Besides, ENAMETOOLONG is the POSIX error code for exceeding NAME_MAX or
PATH_MAX, which is not what is happening here.
In Gnulib and other GNU apps we've long used the tradition that ENOMEM
means you've run out of memory, regardless of whether it's because your
heap or your address space is too small. This is a good tradition and
it'd be good to use it here too.
>> I think it should be a fair assumption to make it on internal code, such
>> as realpath
Yes, staying less than PTRDIFF_MAX is a vital assumption on internal
objects. I'd go even further and say it's important for user-supplied
objects, too, as so much code relies on pointer subtraction and we can't
realistically prohibit that within glibc.

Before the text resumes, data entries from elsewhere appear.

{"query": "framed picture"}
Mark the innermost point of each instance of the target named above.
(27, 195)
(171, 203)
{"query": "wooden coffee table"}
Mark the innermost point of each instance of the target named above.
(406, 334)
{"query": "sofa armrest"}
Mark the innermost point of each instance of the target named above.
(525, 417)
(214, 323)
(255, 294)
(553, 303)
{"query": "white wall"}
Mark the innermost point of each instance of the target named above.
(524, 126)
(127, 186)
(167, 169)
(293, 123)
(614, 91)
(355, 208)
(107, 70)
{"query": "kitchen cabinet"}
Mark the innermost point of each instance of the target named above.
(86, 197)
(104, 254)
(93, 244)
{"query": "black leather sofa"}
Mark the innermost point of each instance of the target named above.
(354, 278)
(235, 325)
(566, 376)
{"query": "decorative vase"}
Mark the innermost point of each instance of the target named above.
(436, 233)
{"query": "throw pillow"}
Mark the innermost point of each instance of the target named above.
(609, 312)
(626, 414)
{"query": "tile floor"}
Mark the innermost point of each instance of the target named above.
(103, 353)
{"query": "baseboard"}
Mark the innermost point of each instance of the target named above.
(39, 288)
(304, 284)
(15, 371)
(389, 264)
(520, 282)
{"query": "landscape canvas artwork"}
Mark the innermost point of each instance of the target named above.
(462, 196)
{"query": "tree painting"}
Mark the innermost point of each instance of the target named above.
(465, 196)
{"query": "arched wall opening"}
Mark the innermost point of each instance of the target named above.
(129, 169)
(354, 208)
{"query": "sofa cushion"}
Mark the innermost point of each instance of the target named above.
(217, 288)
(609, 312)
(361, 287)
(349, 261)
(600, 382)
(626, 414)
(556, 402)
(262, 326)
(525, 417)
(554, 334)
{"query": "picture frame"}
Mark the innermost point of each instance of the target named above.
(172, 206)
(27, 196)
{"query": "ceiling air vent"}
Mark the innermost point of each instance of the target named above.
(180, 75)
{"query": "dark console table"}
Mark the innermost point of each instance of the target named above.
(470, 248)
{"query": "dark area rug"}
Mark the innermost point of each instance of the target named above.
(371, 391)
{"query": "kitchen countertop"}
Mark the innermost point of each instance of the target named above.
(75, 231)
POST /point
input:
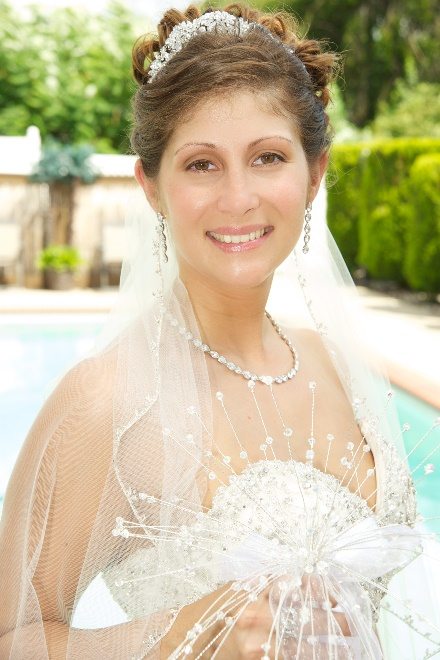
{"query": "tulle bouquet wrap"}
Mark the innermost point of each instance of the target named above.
(339, 581)
(178, 541)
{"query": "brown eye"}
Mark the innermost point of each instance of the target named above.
(200, 166)
(269, 158)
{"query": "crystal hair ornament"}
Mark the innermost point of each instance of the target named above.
(153, 479)
(216, 21)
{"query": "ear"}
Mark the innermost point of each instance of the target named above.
(316, 175)
(148, 185)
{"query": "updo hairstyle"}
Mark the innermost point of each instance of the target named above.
(214, 63)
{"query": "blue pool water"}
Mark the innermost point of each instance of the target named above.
(35, 350)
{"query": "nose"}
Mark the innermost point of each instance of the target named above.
(237, 194)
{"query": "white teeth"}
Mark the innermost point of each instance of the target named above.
(238, 238)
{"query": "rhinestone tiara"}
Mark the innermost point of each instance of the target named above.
(216, 21)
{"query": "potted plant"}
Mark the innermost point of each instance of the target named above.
(62, 167)
(59, 263)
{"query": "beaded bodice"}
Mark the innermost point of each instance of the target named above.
(274, 518)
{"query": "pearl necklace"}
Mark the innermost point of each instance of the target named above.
(221, 359)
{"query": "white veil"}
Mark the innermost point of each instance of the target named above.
(108, 545)
(118, 457)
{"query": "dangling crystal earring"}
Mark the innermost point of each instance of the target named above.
(307, 218)
(161, 234)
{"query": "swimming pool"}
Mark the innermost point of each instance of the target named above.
(35, 349)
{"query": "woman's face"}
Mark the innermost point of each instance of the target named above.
(233, 186)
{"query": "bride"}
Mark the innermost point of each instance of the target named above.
(209, 483)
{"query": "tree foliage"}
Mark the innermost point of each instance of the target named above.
(67, 72)
(383, 41)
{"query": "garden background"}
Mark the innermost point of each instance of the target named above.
(67, 71)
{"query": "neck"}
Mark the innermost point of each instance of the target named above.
(232, 320)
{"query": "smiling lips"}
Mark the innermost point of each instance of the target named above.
(236, 239)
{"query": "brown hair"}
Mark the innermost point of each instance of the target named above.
(212, 63)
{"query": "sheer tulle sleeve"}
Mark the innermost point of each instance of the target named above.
(50, 508)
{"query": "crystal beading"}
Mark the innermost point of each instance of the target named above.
(221, 359)
(216, 21)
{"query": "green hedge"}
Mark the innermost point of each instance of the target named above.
(372, 207)
(421, 264)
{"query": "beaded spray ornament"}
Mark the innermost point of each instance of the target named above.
(290, 526)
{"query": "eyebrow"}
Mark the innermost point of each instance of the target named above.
(211, 145)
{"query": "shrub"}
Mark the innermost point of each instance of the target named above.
(59, 258)
(422, 255)
(372, 208)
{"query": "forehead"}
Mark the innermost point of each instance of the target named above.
(238, 117)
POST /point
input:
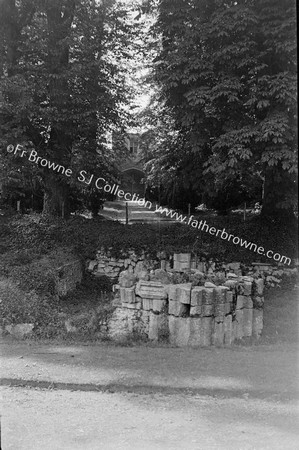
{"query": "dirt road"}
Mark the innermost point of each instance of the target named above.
(107, 397)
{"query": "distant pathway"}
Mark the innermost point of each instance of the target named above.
(137, 214)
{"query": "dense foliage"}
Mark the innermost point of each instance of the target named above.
(62, 87)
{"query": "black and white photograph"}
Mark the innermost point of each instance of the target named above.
(149, 225)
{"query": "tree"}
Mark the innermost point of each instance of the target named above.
(227, 74)
(62, 84)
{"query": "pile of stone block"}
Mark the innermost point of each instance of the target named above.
(189, 315)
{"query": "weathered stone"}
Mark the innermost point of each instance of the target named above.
(162, 276)
(195, 311)
(231, 284)
(136, 305)
(206, 336)
(20, 330)
(239, 324)
(195, 336)
(196, 296)
(248, 278)
(229, 296)
(147, 304)
(179, 330)
(258, 286)
(247, 302)
(247, 321)
(257, 322)
(245, 288)
(234, 265)
(127, 295)
(231, 276)
(258, 302)
(181, 261)
(220, 294)
(219, 311)
(240, 301)
(178, 309)
(201, 266)
(207, 310)
(151, 289)
(218, 335)
(184, 293)
(127, 279)
(141, 271)
(208, 297)
(227, 308)
(228, 336)
(158, 305)
(158, 326)
(92, 266)
(208, 284)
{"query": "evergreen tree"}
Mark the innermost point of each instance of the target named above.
(227, 73)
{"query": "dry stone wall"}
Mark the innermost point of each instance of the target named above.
(186, 300)
(189, 315)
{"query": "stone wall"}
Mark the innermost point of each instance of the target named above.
(143, 265)
(189, 315)
(184, 299)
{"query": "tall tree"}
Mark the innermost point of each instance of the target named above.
(227, 72)
(62, 84)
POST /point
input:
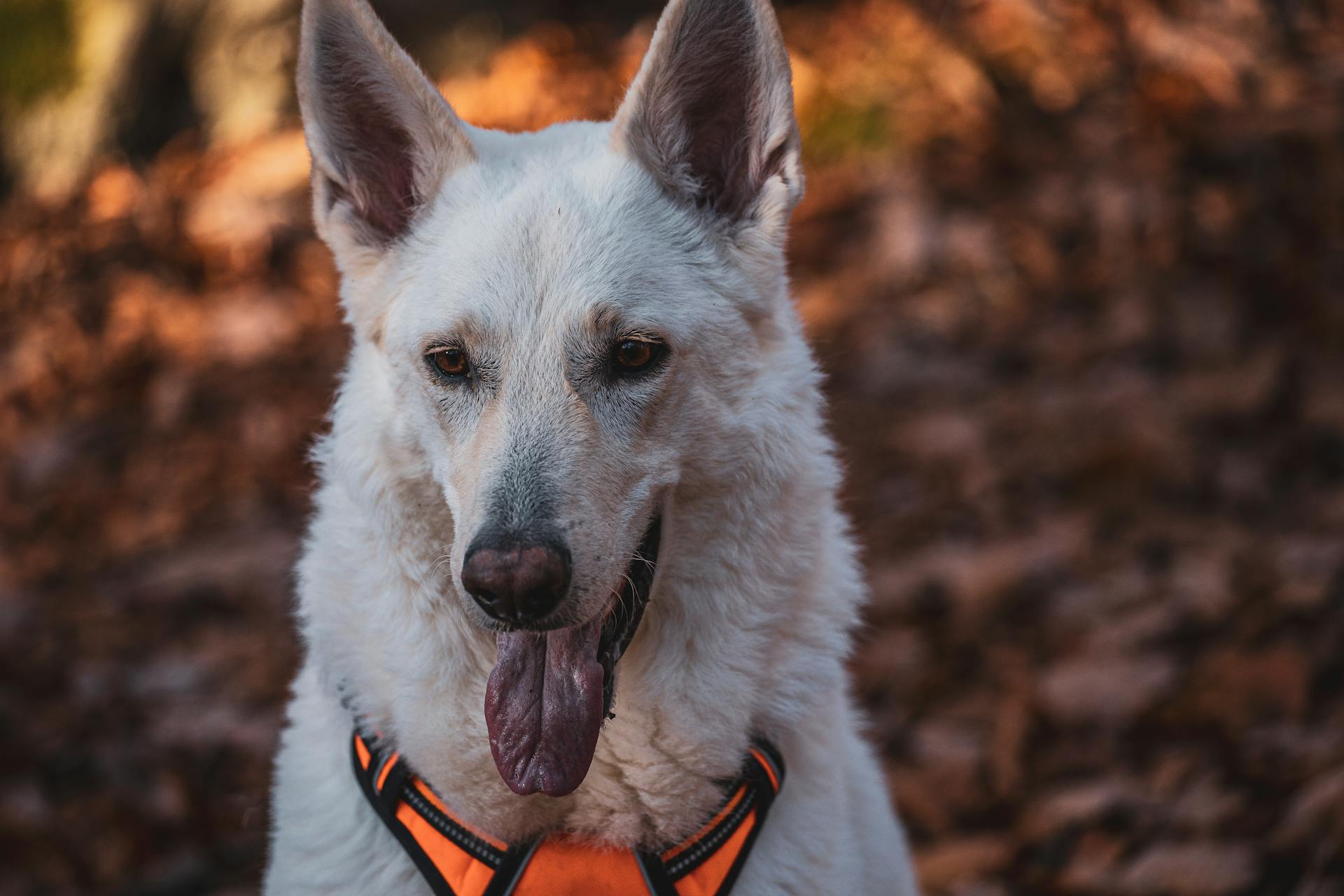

> (this is another reason why I think NARROW_ADDRESSES is not
> necessary).
Unfortunately, if we merely assume every object has at most PTRDIFF_MAX
bytes, we still must check for overflow when adding the sizes of two
objects. The NARROW_ADDRESSES optimization would have let us avoid that
unnecessary check on 64-bit machines.
> And your fix (from 93e0186d4) does not really solve the issue, since
> now that len is a size_t the overflow check won't catch the potentially
> allocation larger than PTRDIFF_MAX (the realpath will still fail with
> ENOMEM though).
Sure, which means the code is doing the right thing: it's failing with
ENOMEM because it ran out of memory. There is no need for an extra
PTRDIFF_MAX check in canonicalize.c if malloc (via scratch_buffer_grow)
already does the check.
> Wouldn't the below be simpler?
>
> size_t len = strlen (end);
> if (len > IDX_MAX || INT_ADD_OVERFLOW ((idx_t) len, n))
> {
> __set_errno (ENAMETOOLONG);
> goto error_nomem;
> }
It's not simpler than the attached Gnulib patch, because it contains an
unnecessary comparison to IDX_MAX and an unnecessary cast to idx_t.
[-- Attachment #2: 0001-canonicalize-remove-NARROW_ADDRESSES-optimization.patch --]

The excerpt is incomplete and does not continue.